By generating biogas from manure, Stanton Farms can fuel its operation without relying on non-renewable resources or competing with the food supply. In addition to manure, the farm also processes off-farm waste, such as biodegradeable material from grocery stores.
“We want to create valuable products out of low-value products ... We would sooner utilize farm waste or products than valuable products,” says Laurie. “That’s much more sustainable long-term than the other approach.”
Aside from its unpleasant smell, manure used as fertilizer produces methane, a more potent greenhouse gas than carbon dioxide. By putting manure through the biogas process, methane is contained and burned as energy.
The process kills pathogens that can foul the water system and, as a bonus, odour is virtually eliminated.
The farm can produce 300 kilowatts of electricity daily and has the capacity to ramp up production to 1.3 megawatts, enough power for the town of Ilderton or more than 800 homes.
How does the process work?
Manure is collected from barns and deposited into troughs, much like an urban sewage system. Farm wastewater is captured and used to flush the troughs, bringing the waste to the facility to be processed by the digester tanks. Manure solids are pumped into a mixing tank and combined with off-farm organic waste, which is continuously pumped into the eight digester tanks. The anaerobic digestion process produces methane gas.
The gas is collected and burned in a cogeneration system to produce electricity supplied to the neighbouring community.

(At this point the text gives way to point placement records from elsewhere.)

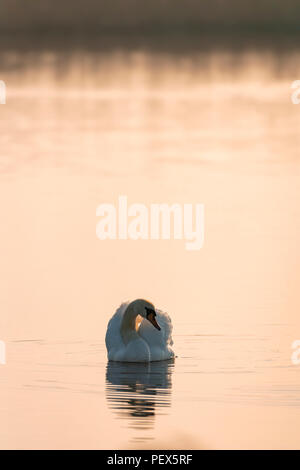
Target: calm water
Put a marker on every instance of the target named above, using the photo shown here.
(84, 125)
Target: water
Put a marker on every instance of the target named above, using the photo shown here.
(85, 124)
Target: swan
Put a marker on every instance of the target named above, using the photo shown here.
(139, 333)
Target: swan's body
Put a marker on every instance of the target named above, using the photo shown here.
(128, 340)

“We are the reliable renewable energy,” says Fortune. “Here we are at maximum capacity 24-7, so we are a much more reliable source of generation.”
Heat generated from burning methane gas in the cogeneration system is recaptured and used to heat the biogas building, the waste material for processing and the hot water for the farm’s in-floor radiant hot water system that heats the building during cooler seasons.
The nutrient-rich liquid byproduct of the processed manure is virtually odourless and can be used as an organic fertilizer.
Engineering professor and Associate Dean (Academic) Amarjeet Bassi is among the researchers using Stanton Farms as a large-scale test tube.
In collaboration with Stanton Farms, Bassi is testing the liquid byproduct as a nutrient source for growing microalgae (chlorella) to produce oil, which can be converted to bio-diesel. The leftover algae is food and a high-value protein supplement. Leftover water can be cleaned and used as drinking water for the cows.
This year, Bassi will take what he has learned in his Western lab and transfer it to a pilot-scale system on the farm.
Bassi will build a greenhouse with a bio-fence of five gallon tubes filled with microalgae grown on 5,000 litres a day of effluent (treated wastewater rich in fertilizer value). The algae production process uses minimum energy – using only natural light, carbon dioxide captured from burning the methane gas, and waste effluent – to produce a high-value product, he says.
“We are closing the environmental loop on the farm so they actually have no waste,” says Bassi.
There is a strong push in the United States for dairy farms to have anaerobic digesters because of the energy production and the environmental benefits in reducing greenhouse gases, says Laurie. Stanton Farms is the largest of six agricultural biogas facilities in Ontario.
But, before the farm starts powering lights in the neighbouring community of Ilderton, a few issues need to be worked out and a contract must be struck with the Ontario Power Authority to get their power onto the grid.
Meanwhile, the Stanton family continues to collaborate with researchers to keep the farm operation abreast of the changing agricultural landscape. Working with Bassi is one way the family is making farming more environmentally friendly.
“From getting something that works in the lab, it’s a big step to getting it to something that will work commercially and if that step isn’t taken, to some extent that research will be wasted,” says Laurie. “When we bring the two elements together, it could go on and be commercially viable and be a win for both ourselves and Western.